Template Contents
The following is the directory structure for this template:
- Data This contains the copy of the simulated input data with 100K unique customers.
- R This contains the R code to simulate the input datasets, pre-process them, create the analytical datasets, train the models, identify the champion model and provide recommendations.
- Resources This directory contains other resources for the solution package.
- SQLR This contains T-SQL code to pre-process the datasets, train the models, identify the champion model and provide recommendations. It also contains a PowerShell script to automate the entire process, including loading the data into the database (not included in the T-SQL code).

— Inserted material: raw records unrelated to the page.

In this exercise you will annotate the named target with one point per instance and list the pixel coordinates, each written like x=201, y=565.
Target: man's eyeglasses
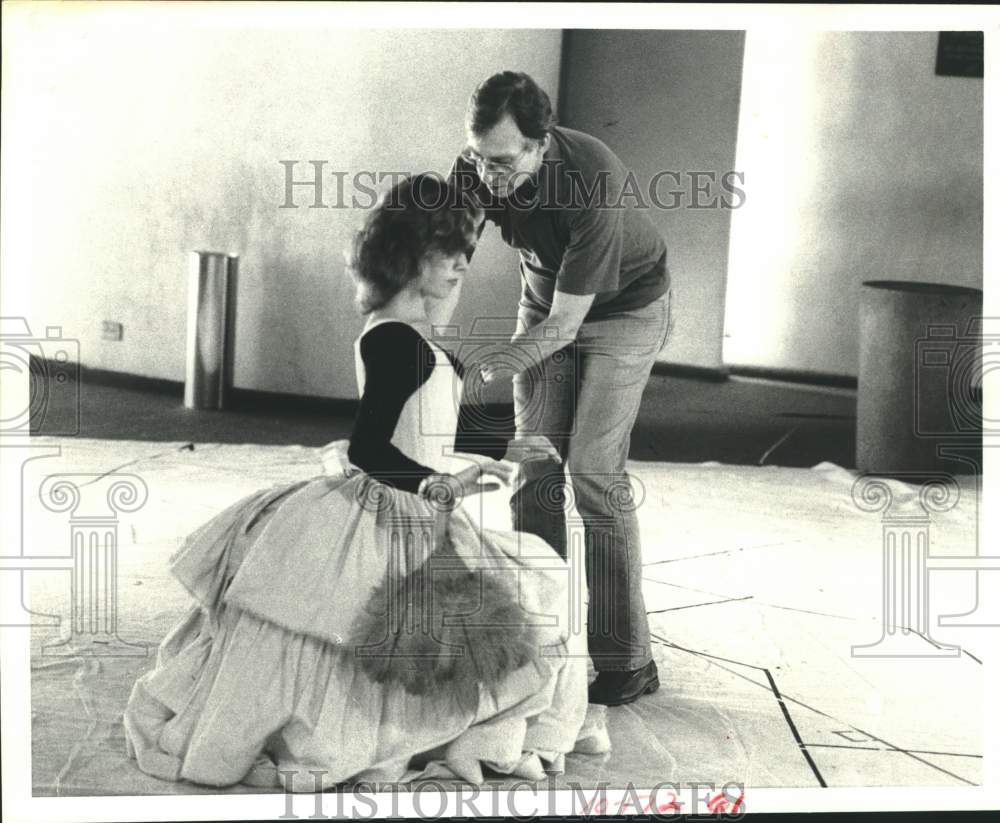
x=483, y=165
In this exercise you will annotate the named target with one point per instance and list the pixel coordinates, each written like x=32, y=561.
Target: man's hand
x=531, y=447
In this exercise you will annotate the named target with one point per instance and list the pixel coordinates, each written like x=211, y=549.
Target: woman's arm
x=395, y=368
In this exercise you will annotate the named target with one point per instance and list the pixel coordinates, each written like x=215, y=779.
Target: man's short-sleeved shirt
x=577, y=227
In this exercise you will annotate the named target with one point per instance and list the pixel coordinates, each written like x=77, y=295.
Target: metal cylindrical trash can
x=211, y=328
x=919, y=379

- RSparkCluster This contains the R code to pre-process the datasets, train the models, identify the champion model and provide recommendations on a Spark cluster.

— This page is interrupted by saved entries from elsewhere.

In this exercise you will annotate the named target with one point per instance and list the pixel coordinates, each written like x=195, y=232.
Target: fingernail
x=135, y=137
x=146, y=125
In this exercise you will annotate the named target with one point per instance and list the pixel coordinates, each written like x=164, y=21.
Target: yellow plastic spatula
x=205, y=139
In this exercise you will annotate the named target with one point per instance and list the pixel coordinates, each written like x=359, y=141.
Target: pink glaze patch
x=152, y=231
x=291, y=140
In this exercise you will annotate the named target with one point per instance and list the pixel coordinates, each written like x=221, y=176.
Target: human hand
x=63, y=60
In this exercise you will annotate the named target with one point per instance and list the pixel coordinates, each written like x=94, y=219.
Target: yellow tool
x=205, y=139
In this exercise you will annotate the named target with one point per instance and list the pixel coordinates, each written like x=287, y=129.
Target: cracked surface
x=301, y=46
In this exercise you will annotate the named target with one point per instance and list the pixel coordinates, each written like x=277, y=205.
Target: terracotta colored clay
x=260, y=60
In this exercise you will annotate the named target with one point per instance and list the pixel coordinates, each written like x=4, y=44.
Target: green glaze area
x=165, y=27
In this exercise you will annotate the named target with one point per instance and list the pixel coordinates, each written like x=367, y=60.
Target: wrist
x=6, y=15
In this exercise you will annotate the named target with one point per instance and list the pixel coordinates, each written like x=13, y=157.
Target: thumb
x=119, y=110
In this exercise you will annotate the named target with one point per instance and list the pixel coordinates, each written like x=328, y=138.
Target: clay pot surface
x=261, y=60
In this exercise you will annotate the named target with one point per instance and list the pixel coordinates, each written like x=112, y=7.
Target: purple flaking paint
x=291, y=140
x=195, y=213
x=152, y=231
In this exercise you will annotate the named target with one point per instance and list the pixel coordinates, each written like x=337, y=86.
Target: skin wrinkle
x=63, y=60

In this template with SQL Server ML Services, two versions of the SQL implementation, and another version for HDInsight implementation:
-
Model Development in R IDE. Run the R code in R IDE (e.g., RStudio, R Tools for Visual Studio).
-
Operationalize in SQL. Run the SQL code in SQL Server using SQLR scripts from SSMS or from the PowerShell script.
-
HDInsight Solution on Spark Cluster. Run this R code in RStudio on the edge node of the Spark cluster.
Copy of Input Datasets
| File | Description |
|---|---|
| Loan.csv | Loan data with 100K rows of the simulated data used to build the end-to-end Loan Credit Risk Loan solution for SQL solution. (Larger data is generated via script for HDInsight solution.) |
| Borrower.csv | Borrower data with 100K rows of the simulated data used to build the end-to-end Loan Credit Risk for SQL solution. (Larger data is generated via script for HDInsight solution.) |
| Loan_Prod.csv | Loan data with 22 rows of the simulated data used in the Production pipeline |
| Borrower_Prod.csv | Borrower data with 22 rows of the simulated data used in the Production pipeline |
| LoanCreditRisk_Data_Dictionary.xlsx | Schema and description of the input tables and variables |
Model Development in R
These files in the R directory for the SQL solution.
| File | Description |
|---|---|
| LoanCreditRisk.rproj | Project file for RStudio or Visual Studio |
| LoanCreditRisk.rxproj | Used with the Visual Studio Solution File |
| LoanCreditRisk.sln | Visual Studio Solution File |
| Loan_Credit_Risk_Notebook.ipynb | Contains the Jupyter Notebook file that runs all the .R scripts |
| modeling_main.R | Specifies input paramaters and calls the different functions for the Modeling Pipeline |
| step1_preprocessing.R | Cleans the merged data sets: replaces NAs with the global mean (numeric variables) or global mode (character variables) |
| step2_feature_engineering.R | Performs Feature Engineering |
| step3_train_score_evaluate.R | Builds the logistic regression classification model, scores the test data and evaluates |
| step4_operational_metrics.R | Computes operational metrics and performs scores transformations |
- See For the Data Scientist for more details about these files.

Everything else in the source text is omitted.